I am facing following issue while training Tesseract OCR. I am using Tesseract 3.02 for windows.

I have a dataset of characters which is to be trained. I have written a C++ program to read each character from the data set, crop it & resize it to 40x40 image and merge/paste on a single image of size 650x450 (see attached image). This is repeated for all 100 images in dataset. The C++ program also generates the box file for every character added. I have verified the box file and image using Box editor tools mentioned on the Tesseract wiki. These files are correct. The extension of the merged image is .tif.

I am attaching the image for your reference. The issue is when I train the image in the Tesseract I get following output on console.

F:\test>tesseract eng.normal.exp0.tif eng.normal.exp0 box.train Tesseract Open Source OCR Engine v3.02 with Leptonica APPLY_BOXES: Boxes read from boxfile: 100 Found 100 good blobs. TRAINING ... Font name = normal Generated training data for 9 words

Even though there are 36 distinct words or characters in the image, the Tesseract says it could generate training data for only 9 characters. It also says it found 100 good blobs. I do not know why this issue is occurring. The box file has labels for all 100 characters in the image.

Please help!

training image

Thanks

2

2 Answers

0
votes

The training data-set should be realistic according to the training guide.
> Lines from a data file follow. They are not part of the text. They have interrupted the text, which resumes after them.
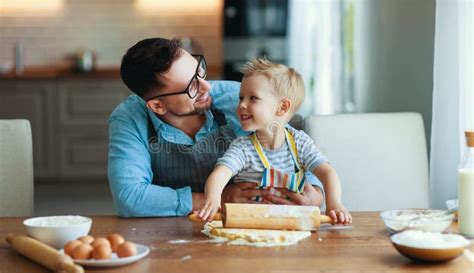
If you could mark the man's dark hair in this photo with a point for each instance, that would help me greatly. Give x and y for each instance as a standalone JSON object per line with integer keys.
{"x": 143, "y": 63}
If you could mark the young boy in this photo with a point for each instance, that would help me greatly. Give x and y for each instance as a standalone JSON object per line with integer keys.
{"x": 275, "y": 156}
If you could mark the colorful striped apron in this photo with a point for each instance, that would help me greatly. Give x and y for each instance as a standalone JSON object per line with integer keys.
{"x": 273, "y": 178}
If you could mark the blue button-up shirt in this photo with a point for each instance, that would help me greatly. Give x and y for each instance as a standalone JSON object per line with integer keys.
{"x": 129, "y": 170}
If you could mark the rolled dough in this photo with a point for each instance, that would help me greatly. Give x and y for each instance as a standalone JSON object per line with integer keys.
{"x": 253, "y": 237}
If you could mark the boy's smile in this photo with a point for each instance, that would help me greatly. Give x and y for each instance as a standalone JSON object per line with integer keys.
{"x": 258, "y": 103}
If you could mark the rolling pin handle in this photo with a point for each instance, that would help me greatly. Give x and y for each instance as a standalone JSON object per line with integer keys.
{"x": 326, "y": 219}
{"x": 10, "y": 238}
{"x": 195, "y": 218}
{"x": 71, "y": 268}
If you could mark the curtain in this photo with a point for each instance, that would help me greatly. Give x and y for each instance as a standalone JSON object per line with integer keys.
{"x": 316, "y": 51}
{"x": 453, "y": 95}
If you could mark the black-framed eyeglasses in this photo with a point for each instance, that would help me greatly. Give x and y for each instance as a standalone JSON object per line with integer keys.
{"x": 193, "y": 86}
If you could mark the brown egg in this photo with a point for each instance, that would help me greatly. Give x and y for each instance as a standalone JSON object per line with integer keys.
{"x": 70, "y": 246}
{"x": 100, "y": 241}
{"x": 102, "y": 252}
{"x": 87, "y": 239}
{"x": 115, "y": 240}
{"x": 126, "y": 249}
{"x": 83, "y": 251}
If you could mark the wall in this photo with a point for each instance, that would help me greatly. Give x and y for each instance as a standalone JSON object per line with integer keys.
{"x": 51, "y": 30}
{"x": 394, "y": 49}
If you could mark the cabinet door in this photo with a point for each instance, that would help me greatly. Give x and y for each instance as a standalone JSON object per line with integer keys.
{"x": 31, "y": 100}
{"x": 84, "y": 110}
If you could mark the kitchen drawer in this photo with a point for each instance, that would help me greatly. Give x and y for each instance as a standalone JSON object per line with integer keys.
{"x": 83, "y": 152}
{"x": 88, "y": 103}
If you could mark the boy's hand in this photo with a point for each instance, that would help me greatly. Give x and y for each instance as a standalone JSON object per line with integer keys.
{"x": 310, "y": 197}
{"x": 209, "y": 209}
{"x": 338, "y": 214}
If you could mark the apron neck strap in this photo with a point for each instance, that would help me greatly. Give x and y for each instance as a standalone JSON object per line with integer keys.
{"x": 291, "y": 143}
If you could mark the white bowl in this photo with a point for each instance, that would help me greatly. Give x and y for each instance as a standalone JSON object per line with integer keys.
{"x": 429, "y": 246}
{"x": 56, "y": 231}
{"x": 430, "y": 220}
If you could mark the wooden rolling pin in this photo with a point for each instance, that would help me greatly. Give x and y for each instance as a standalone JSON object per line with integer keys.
{"x": 43, "y": 254}
{"x": 263, "y": 216}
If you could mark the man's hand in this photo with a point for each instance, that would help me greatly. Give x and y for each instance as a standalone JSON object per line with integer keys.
{"x": 240, "y": 193}
{"x": 309, "y": 197}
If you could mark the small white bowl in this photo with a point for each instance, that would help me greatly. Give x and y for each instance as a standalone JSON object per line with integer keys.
{"x": 446, "y": 246}
{"x": 430, "y": 220}
{"x": 56, "y": 231}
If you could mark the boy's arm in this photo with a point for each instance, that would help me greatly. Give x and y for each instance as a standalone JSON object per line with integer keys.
{"x": 332, "y": 185}
{"x": 214, "y": 186}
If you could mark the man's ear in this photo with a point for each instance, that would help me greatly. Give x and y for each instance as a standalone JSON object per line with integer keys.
{"x": 157, "y": 106}
{"x": 284, "y": 108}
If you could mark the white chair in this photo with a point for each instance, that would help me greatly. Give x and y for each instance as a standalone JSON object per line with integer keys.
{"x": 381, "y": 159}
{"x": 16, "y": 168}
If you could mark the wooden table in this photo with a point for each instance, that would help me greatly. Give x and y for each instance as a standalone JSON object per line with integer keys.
{"x": 363, "y": 248}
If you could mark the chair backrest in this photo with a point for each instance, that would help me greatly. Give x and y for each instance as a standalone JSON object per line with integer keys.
{"x": 16, "y": 168}
{"x": 381, "y": 159}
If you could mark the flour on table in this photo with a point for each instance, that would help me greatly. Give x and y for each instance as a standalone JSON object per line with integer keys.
{"x": 253, "y": 237}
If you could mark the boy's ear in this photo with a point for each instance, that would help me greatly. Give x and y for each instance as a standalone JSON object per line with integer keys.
{"x": 285, "y": 106}
{"x": 157, "y": 106}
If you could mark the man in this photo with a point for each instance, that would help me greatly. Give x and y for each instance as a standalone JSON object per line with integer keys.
{"x": 165, "y": 140}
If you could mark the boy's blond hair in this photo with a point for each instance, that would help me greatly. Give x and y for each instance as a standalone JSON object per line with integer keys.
{"x": 287, "y": 82}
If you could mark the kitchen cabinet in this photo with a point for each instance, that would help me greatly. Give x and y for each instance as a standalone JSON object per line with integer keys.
{"x": 69, "y": 120}
{"x": 32, "y": 100}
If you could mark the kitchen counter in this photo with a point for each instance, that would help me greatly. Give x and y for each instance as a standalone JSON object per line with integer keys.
{"x": 364, "y": 248}
{"x": 48, "y": 73}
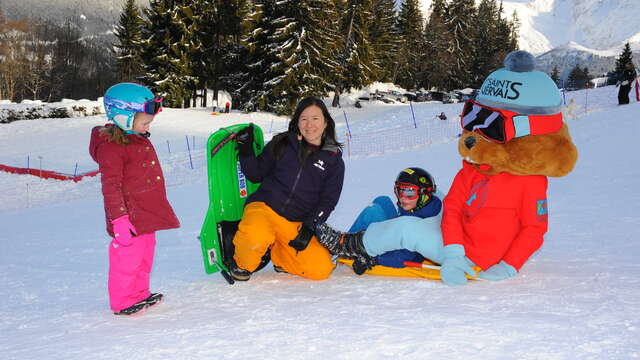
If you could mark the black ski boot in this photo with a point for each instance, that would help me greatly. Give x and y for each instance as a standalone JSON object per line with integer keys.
{"x": 133, "y": 309}
{"x": 154, "y": 298}
{"x": 343, "y": 244}
{"x": 239, "y": 274}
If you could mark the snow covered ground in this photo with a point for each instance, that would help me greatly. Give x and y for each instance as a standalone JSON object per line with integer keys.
{"x": 578, "y": 298}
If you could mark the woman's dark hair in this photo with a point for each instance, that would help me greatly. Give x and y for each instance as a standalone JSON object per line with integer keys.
{"x": 328, "y": 136}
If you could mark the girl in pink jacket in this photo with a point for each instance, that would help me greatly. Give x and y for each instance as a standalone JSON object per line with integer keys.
{"x": 135, "y": 200}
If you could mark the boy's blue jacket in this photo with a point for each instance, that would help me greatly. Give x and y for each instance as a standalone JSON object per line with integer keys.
{"x": 306, "y": 193}
{"x": 397, "y": 258}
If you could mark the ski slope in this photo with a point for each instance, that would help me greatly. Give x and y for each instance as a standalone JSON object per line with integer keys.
{"x": 578, "y": 298}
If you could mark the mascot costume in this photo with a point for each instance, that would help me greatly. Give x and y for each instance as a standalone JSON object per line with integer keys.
{"x": 495, "y": 213}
Note that as you mentioned it generated training data for 9 words not for 9 characters. Probably it may have identified all the characters. You can use this tool to inspect generated .traineddata file for analyze what are the characters that tesseract have been trained for.

0
votes

Per Training Wiki, "DO NOT MIX FONTS IN AN IMAGE FILE (In a single .tr file to be precise.) This will cause features to be dropped at clustering, which leads to recognition errors."